Vietnam veterans Thursday said they saw the apparent success of U.S. forces during the first two days of the Persian Gulf war as a vindication of what they could have done had they not been required to fight their war with one hand tied behind their back.
“We’re being allowed to do now what we should have been allowed to do then. You’re seeing what we can do when the politicians stay out of it and let the military, with some restrictions, do the job,” said Mario Conte, chief trial attorney for Federal Defenders.
Many veterans on Thursday repeated President Bush’s assertion that American troops were forced to fight the Vietnam War with one hand tied behind their back. Bush has vowed that will not happen in the Persian Gulf conflict.
Conte, a U.S. Air Force fighter pilot in the Vietnam War, heaped huge offerings of praise on the Air Force pilots who led the air attacks on Baghdad. He also noted that many of the military leaders who planned the attacks are Vietnam veterans.
“They’re telling us, ‘We’re going to do the job, and we’re going to show you we could have done it then.’ I get a sense that it’s almost a little vindication going on here,” Conte added.
However, Conte and other veterans said they had hoped that President Bush would give sanctions more time to become effective.
“I would have preferred sanctions. But, once the President threw down the gauntlet, I’m glad that we decided to use all the power of our technology. Let’s use it all to end it quickly,” Conte said.
The veterans also expressed sadness about the country going to war again.
“War is no fun,” said Vic Ravago, a retired Army infantry sergeant. “It ain’t going to be gravy. But we should have gone in five months ago.”
Ron Zappardino, former Marine lieutenant and owner of the Top O’The Cove restaurant in La Jolla, said, “This war is more than about just oil.”

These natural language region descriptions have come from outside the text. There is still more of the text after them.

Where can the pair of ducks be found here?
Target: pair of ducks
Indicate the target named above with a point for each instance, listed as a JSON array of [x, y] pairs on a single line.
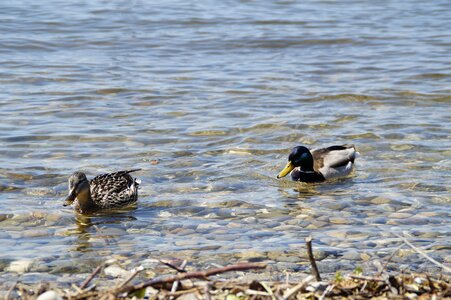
[[120, 188]]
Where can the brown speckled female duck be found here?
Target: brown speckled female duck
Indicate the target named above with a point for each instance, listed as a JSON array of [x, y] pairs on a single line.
[[102, 192]]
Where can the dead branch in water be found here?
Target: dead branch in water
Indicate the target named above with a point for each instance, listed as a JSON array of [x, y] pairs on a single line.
[[197, 274], [315, 272]]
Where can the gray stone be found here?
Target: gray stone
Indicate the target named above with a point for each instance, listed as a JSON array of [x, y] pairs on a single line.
[[115, 271], [351, 255], [50, 295], [19, 266]]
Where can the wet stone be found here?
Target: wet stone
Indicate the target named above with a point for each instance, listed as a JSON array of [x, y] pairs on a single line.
[[351, 255], [318, 254], [379, 220], [337, 234], [19, 266], [202, 228], [365, 256], [115, 271], [338, 220], [399, 215], [380, 200], [50, 295], [36, 233]]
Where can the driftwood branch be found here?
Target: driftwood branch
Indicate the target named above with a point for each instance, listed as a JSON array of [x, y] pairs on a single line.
[[197, 274], [298, 287], [315, 272]]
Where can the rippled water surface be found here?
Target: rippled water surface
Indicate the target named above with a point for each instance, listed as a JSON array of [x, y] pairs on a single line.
[[208, 98]]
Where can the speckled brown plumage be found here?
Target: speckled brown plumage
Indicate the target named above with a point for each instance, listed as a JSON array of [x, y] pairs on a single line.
[[103, 191], [114, 189]]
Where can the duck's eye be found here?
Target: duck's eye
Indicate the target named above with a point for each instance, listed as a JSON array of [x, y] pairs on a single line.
[[304, 156]]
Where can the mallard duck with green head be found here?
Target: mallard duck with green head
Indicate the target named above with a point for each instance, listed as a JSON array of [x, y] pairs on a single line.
[[319, 164], [104, 191]]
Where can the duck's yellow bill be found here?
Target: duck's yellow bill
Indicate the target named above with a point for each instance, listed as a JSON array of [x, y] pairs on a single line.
[[288, 168]]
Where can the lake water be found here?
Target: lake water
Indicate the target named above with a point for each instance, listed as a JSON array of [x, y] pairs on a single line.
[[208, 98]]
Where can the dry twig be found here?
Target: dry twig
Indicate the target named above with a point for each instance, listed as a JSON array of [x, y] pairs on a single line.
[[298, 287], [198, 274], [315, 272]]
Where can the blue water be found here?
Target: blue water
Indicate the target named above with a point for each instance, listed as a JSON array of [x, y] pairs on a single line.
[[218, 92]]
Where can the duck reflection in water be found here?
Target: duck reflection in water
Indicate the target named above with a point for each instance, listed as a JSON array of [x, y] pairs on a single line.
[[97, 230]]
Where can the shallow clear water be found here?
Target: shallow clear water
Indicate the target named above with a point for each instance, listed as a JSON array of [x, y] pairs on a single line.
[[218, 92]]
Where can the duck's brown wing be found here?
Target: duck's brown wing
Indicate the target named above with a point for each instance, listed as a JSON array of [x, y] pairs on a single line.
[[114, 189], [333, 156]]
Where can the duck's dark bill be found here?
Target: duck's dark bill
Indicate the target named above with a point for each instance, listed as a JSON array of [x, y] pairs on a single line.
[[69, 199], [288, 168]]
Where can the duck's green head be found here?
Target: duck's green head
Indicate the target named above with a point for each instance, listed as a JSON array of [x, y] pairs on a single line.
[[300, 156], [78, 186]]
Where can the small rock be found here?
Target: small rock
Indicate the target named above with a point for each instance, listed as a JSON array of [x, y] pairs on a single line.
[[165, 214], [206, 227], [49, 295], [365, 256], [20, 266], [341, 234], [399, 215], [351, 255], [115, 271], [337, 220]]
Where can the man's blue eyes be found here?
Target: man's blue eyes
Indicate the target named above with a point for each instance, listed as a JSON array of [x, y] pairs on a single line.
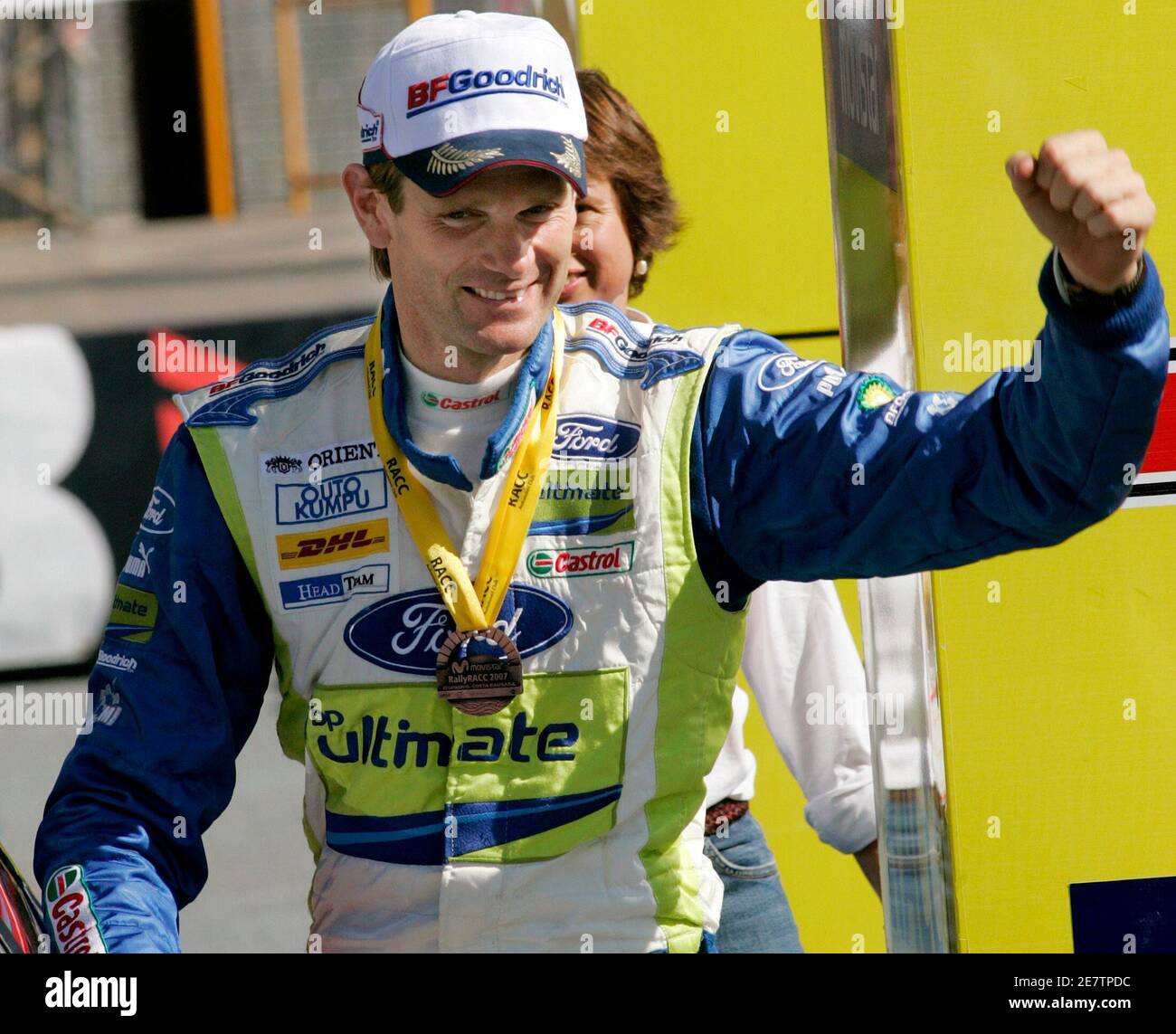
[[536, 210]]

“I couldn’t be prouder today about America’s position to uphold the rights of other people. We’re exercising our authority responsibly. This is the way you fight, decisively and with everything you’ve got. It’s the only way to fight,” said Zappardino.
Veterans, however, also acknowledged major differences in the causes of both wars and doubts about the effectiveness of massive bombing raids against North Vietnam. Conte noted that America unleashed powerful bombing raids against Hanoi late in the war, but the bombing achieved only temporary success.
Zappardino doubted that America could have won in Vietnam under any circumstance.
“I don’t necessarily agree that we could have won that war,” said Zappardino. “It was a civil war. One side was more determined than the other.”
Some veterans also expressed concern over the anti-war protests that have erupted across the United States. Navy veteran Mike Newman, who served on aircraft carriers off South Vietnam between 1968 and 1970, called the protests “disconcerting.”
“That was the one lesson I hoped we had learned from Vietnam. It’s most disconcerting to see Americans protesting on both sides of the issue. I never thought I’d see it again. But my concern is for the warrior, not the war,” said Newman.